Until now, Google has been a utility. Just like Facebook is where most of us will go first to share something with friends, Google has become the number one place for our email, our search results, and our RSS. Productivity! But we get in and get out. Google also wants us to hang out and waste time like we do on Facebook. We’re not going to hang out in Google Docs more than we need to – what we want from our web experience is social. While Google has forayed into social before, now they are really aiming to deliver. By tying the collaborative and sharing features of Google+ in with all their other services and apps (including those still to come), Google just might stop being something you do on the Internet – it will BE your Internet.

The End Game For Google

So Google wants to be our one-stop-shop, but why? Well, because Google makes 96% of it’s revenue from advertising. The more we commit to Google+ and Google’s whole ecosystem, the better it is for their ad business.

For one, they’ll be able to gather a wealth of very specific information about us that they can deliver at a premium to advertisers looking to place highly targeted ads – everything from our interests to our Internet consumption habits. Secondly, the more time we spend looking at their apps, the more time we spend looking at their ads. If we jump on Google just for a quick search and move on, that was only a few seconds they had to get our attention. But if they can get us to spend as much time in Google+ as we do stalking our friends on Facebook, that’s HOURS a day that they can serve ads to us – and don’t kid yourself, you know that time estimate is true.

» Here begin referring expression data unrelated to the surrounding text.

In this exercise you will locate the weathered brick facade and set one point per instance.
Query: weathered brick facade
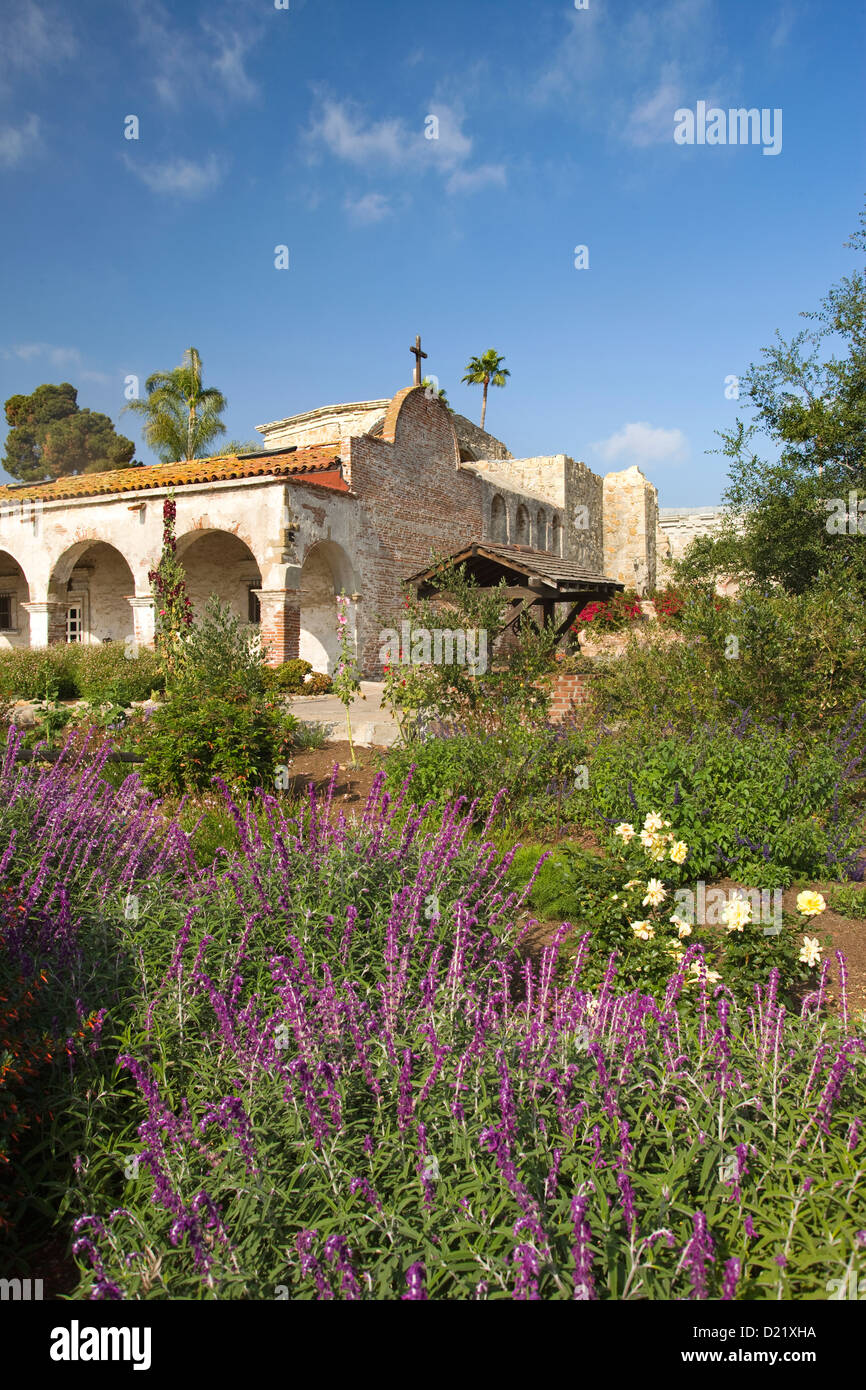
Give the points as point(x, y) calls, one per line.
point(350, 499)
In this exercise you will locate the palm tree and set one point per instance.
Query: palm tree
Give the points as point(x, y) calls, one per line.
point(435, 391)
point(181, 416)
point(237, 448)
point(483, 371)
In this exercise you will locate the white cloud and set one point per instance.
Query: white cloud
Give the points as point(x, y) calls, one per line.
point(644, 445)
point(371, 207)
point(61, 359)
point(180, 177)
point(18, 142)
point(202, 61)
point(630, 72)
point(342, 131)
point(784, 22)
point(35, 36)
point(56, 356)
point(652, 118)
point(469, 181)
point(394, 146)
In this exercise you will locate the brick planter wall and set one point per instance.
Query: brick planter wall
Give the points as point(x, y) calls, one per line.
point(572, 692)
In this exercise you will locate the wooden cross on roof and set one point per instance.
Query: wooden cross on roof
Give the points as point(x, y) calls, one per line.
point(417, 355)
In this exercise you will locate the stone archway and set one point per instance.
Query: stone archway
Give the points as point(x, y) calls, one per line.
point(14, 598)
point(221, 563)
point(499, 526)
point(89, 595)
point(325, 571)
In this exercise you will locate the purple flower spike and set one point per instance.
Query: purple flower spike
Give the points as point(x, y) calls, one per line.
point(414, 1280)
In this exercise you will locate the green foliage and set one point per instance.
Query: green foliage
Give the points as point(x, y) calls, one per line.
point(288, 677)
point(220, 655)
point(181, 416)
point(798, 659)
point(485, 371)
point(173, 609)
point(77, 670)
point(319, 684)
point(538, 766)
point(52, 437)
point(850, 901)
point(809, 401)
point(751, 802)
point(199, 736)
point(509, 688)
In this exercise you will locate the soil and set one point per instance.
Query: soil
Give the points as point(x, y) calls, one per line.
point(316, 765)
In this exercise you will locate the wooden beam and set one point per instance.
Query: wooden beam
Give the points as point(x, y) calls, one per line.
point(566, 623)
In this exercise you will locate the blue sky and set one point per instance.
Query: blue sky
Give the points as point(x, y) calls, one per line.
point(307, 127)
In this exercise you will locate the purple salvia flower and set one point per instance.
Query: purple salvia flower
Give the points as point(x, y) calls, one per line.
point(698, 1254)
point(731, 1276)
point(414, 1280)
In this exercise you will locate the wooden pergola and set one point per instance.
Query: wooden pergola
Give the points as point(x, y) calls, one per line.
point(535, 581)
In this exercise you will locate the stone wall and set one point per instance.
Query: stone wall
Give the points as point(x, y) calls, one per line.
point(14, 584)
point(572, 695)
point(481, 444)
point(631, 505)
point(542, 477)
point(328, 424)
point(541, 514)
point(414, 501)
point(584, 516)
point(677, 527)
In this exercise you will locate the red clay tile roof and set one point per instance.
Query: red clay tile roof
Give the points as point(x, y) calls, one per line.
point(321, 460)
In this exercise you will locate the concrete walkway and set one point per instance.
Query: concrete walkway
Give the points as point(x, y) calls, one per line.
point(370, 723)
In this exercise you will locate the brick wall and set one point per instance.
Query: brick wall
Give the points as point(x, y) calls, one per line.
point(572, 691)
point(414, 501)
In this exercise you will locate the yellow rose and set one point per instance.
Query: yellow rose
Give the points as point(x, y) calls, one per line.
point(811, 904)
point(811, 951)
point(642, 930)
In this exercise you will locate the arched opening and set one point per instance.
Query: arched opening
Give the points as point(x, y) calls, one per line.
point(217, 562)
point(14, 594)
point(499, 523)
point(325, 573)
point(92, 585)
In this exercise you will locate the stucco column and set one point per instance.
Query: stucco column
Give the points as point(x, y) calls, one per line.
point(143, 617)
point(280, 623)
point(47, 622)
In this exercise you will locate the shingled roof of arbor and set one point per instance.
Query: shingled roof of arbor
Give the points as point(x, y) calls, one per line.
point(488, 560)
point(319, 464)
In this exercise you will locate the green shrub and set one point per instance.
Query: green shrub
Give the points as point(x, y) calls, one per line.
point(319, 684)
point(540, 767)
point(74, 670)
point(188, 742)
point(220, 655)
point(850, 901)
point(793, 658)
point(749, 801)
point(111, 673)
point(288, 677)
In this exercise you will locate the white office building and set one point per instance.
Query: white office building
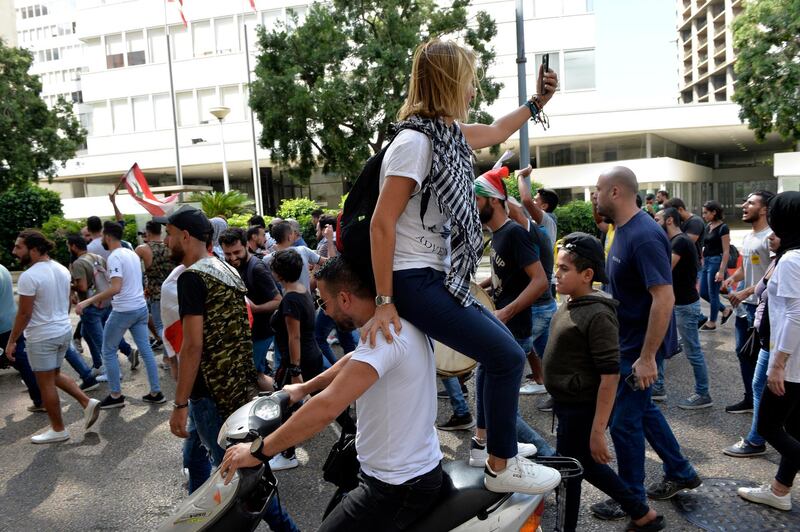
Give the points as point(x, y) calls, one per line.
point(624, 97)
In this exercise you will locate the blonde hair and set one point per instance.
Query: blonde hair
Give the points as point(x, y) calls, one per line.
point(441, 74)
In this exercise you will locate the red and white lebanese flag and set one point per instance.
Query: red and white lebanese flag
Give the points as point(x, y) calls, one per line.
point(136, 184)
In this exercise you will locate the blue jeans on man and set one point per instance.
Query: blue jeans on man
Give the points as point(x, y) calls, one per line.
point(635, 418)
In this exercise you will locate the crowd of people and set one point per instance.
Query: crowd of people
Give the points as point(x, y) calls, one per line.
point(594, 318)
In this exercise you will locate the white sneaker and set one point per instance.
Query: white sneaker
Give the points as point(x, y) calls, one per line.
point(280, 462)
point(90, 413)
point(50, 436)
point(521, 476)
point(530, 387)
point(765, 495)
point(478, 454)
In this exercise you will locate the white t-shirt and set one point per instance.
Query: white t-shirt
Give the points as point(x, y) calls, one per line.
point(410, 155)
point(124, 263)
point(396, 439)
point(784, 313)
point(755, 259)
point(48, 282)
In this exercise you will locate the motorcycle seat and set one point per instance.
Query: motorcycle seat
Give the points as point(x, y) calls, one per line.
point(462, 497)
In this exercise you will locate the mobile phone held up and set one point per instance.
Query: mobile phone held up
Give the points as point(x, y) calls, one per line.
point(545, 68)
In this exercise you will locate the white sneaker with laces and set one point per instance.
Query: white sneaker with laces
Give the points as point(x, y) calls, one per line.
point(280, 462)
point(521, 476)
point(478, 453)
point(51, 436)
point(530, 387)
point(765, 495)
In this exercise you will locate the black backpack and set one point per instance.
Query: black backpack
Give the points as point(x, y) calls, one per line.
point(352, 224)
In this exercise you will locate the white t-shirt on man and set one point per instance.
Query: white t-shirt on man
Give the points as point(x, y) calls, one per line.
point(410, 155)
point(784, 313)
point(396, 439)
point(49, 284)
point(124, 263)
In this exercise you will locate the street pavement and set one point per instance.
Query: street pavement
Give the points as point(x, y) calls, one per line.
point(125, 474)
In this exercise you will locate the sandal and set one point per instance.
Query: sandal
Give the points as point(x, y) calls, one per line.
point(656, 524)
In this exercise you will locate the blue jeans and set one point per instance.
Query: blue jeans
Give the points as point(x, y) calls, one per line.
point(759, 383)
point(118, 322)
point(155, 312)
point(687, 318)
point(422, 299)
point(540, 325)
point(457, 401)
point(260, 348)
point(93, 320)
point(747, 368)
point(322, 328)
point(207, 421)
point(635, 418)
point(709, 289)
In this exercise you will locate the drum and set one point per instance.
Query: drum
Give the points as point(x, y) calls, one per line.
point(451, 363)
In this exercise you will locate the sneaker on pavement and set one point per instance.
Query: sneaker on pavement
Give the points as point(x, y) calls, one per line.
point(455, 422)
point(90, 413)
point(742, 407)
point(89, 385)
point(280, 462)
point(521, 476)
point(666, 489)
point(478, 454)
point(154, 398)
point(696, 402)
point(134, 358)
point(765, 495)
point(110, 402)
point(531, 387)
point(545, 405)
point(608, 510)
point(745, 449)
point(51, 436)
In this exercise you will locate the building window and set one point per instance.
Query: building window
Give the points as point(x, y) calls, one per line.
point(115, 58)
point(579, 70)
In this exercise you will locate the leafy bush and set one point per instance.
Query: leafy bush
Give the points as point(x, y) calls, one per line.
point(57, 229)
point(24, 207)
point(575, 216)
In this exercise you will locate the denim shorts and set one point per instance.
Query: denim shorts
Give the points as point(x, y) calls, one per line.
point(47, 355)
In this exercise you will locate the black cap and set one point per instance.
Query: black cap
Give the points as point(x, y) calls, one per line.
point(590, 248)
point(190, 219)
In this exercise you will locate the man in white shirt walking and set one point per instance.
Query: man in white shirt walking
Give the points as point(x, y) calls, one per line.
point(43, 316)
point(130, 313)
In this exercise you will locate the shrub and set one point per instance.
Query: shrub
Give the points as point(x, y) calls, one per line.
point(24, 207)
point(575, 216)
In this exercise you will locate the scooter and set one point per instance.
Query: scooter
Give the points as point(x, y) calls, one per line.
point(464, 506)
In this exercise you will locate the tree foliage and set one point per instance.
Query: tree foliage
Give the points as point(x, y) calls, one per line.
point(768, 67)
point(32, 137)
point(327, 90)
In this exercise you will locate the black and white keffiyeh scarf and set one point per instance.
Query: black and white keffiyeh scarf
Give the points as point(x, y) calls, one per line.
point(451, 181)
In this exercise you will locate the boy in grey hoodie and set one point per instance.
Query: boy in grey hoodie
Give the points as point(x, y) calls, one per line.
point(581, 368)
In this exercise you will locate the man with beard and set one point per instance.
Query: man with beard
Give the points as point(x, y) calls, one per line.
point(640, 278)
point(43, 315)
point(129, 313)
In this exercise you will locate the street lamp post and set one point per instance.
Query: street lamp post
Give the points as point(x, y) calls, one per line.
point(220, 113)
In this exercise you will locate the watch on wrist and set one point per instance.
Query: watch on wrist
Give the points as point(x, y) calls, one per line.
point(255, 449)
point(384, 300)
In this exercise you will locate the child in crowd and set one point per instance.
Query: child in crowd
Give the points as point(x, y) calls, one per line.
point(581, 369)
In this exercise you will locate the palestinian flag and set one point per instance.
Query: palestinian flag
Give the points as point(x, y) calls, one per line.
point(136, 184)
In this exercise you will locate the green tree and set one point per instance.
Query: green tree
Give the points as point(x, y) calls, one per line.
point(23, 207)
point(327, 91)
point(33, 137)
point(768, 67)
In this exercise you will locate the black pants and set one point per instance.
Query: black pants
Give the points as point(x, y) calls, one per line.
point(779, 424)
point(574, 430)
point(375, 505)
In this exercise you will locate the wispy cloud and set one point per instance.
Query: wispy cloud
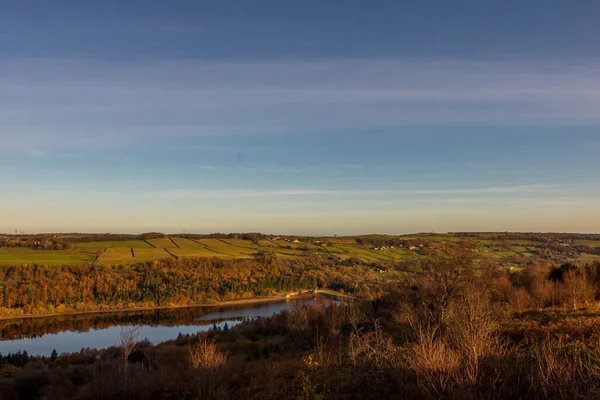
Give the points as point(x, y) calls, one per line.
point(211, 167)
point(35, 152)
point(280, 96)
point(192, 193)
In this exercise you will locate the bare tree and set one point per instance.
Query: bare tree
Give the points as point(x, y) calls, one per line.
point(128, 342)
point(206, 355)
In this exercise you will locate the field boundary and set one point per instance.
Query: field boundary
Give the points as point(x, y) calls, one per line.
point(209, 249)
point(171, 254)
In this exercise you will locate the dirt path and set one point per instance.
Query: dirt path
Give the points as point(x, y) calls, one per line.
point(281, 297)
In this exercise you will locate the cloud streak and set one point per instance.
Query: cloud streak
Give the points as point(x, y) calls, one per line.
point(279, 96)
point(235, 194)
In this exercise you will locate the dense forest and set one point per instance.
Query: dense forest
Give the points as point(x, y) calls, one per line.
point(41, 289)
point(448, 327)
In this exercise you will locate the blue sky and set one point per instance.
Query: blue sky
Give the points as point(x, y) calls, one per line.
point(299, 117)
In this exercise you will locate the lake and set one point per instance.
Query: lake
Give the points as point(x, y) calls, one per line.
point(71, 333)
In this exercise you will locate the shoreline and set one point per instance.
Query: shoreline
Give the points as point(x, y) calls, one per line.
point(270, 299)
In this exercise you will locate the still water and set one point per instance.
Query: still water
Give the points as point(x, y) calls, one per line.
point(71, 333)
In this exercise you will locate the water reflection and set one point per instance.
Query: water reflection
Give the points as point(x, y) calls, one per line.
point(71, 333)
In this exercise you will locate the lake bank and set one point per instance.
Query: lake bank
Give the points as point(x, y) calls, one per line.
point(241, 302)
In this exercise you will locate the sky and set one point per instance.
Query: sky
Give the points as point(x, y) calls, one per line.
point(299, 117)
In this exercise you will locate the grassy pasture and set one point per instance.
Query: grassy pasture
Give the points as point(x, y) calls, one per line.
point(199, 251)
point(220, 246)
point(120, 252)
point(162, 243)
point(20, 255)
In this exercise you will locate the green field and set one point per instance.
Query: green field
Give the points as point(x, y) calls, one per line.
point(13, 255)
point(121, 252)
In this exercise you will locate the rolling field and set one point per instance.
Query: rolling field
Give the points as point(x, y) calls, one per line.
point(15, 255)
point(135, 251)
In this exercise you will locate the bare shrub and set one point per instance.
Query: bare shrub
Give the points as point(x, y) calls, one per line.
point(473, 332)
point(519, 300)
point(206, 355)
point(206, 361)
point(576, 289)
point(373, 348)
point(435, 362)
point(556, 370)
point(128, 342)
point(298, 318)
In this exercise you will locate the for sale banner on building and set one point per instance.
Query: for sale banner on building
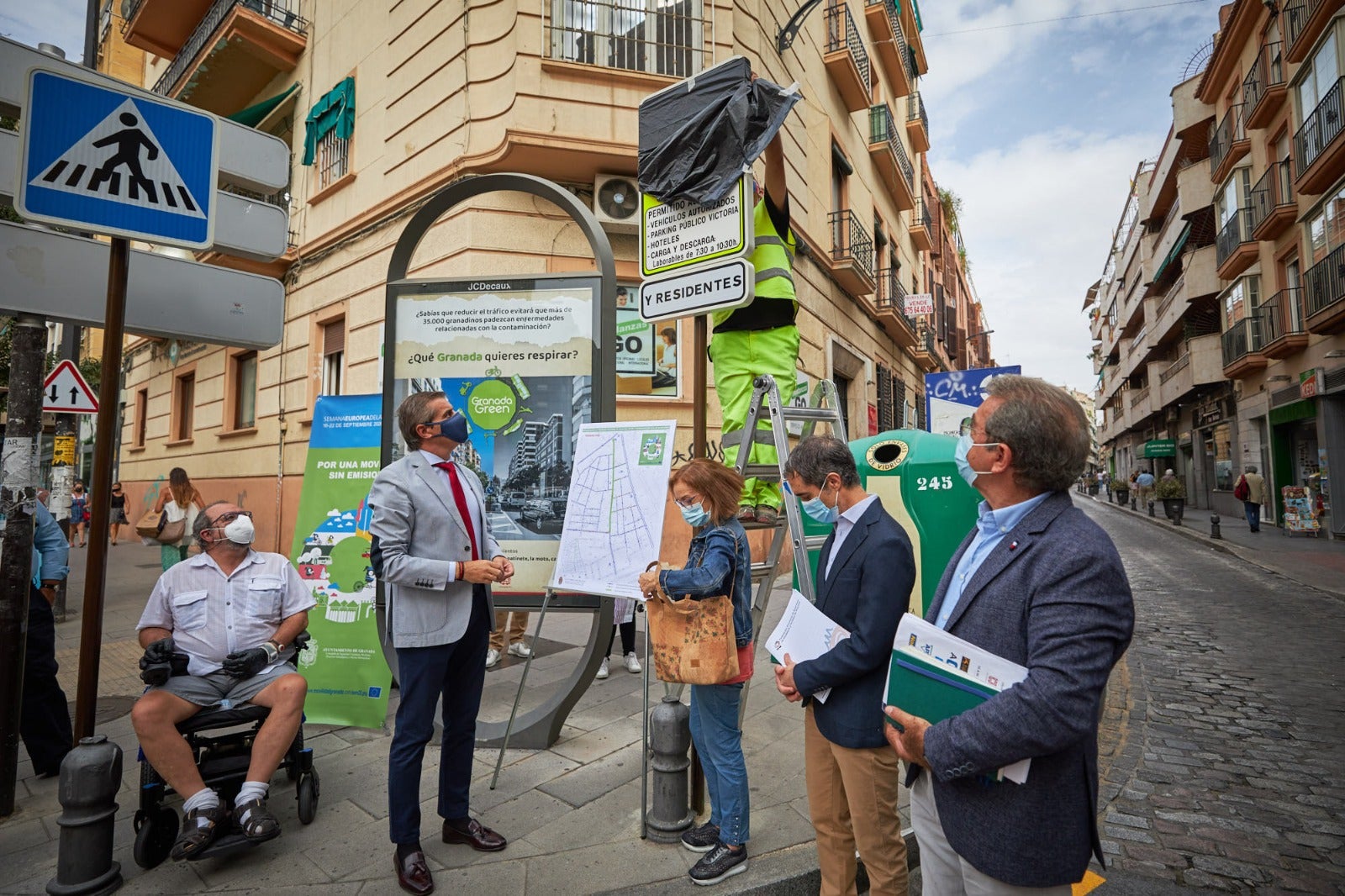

Google+ For Brands Will Be Very Strategic

While Facebook and Twitter were social start-ups that had to figure out how to monetize, Google has Internet advertising down pat. There won’t be any growing pains of trying to fit brands and advertisers into their existing infrastructure like the social giants had. What this means is that you can bet your lunch money that Google has a very strategic plan for how they are going to monetize Google+. You can also bet that they are going to rule Google+ with an iron fist while this all rolls out. Don’t even try to register as “FlyGirl87” – fake names aren’t going to do them any favors when they’re building a database of your habits.

And brands, you are no exception. Google has already shut down several business profiles, even ones that are using Google+ for innovative stuff like group videos chats on the air with TV anchors. The message is clear – Google has a plan for how brands will be allowed to use their service. Don’t you dare fight it!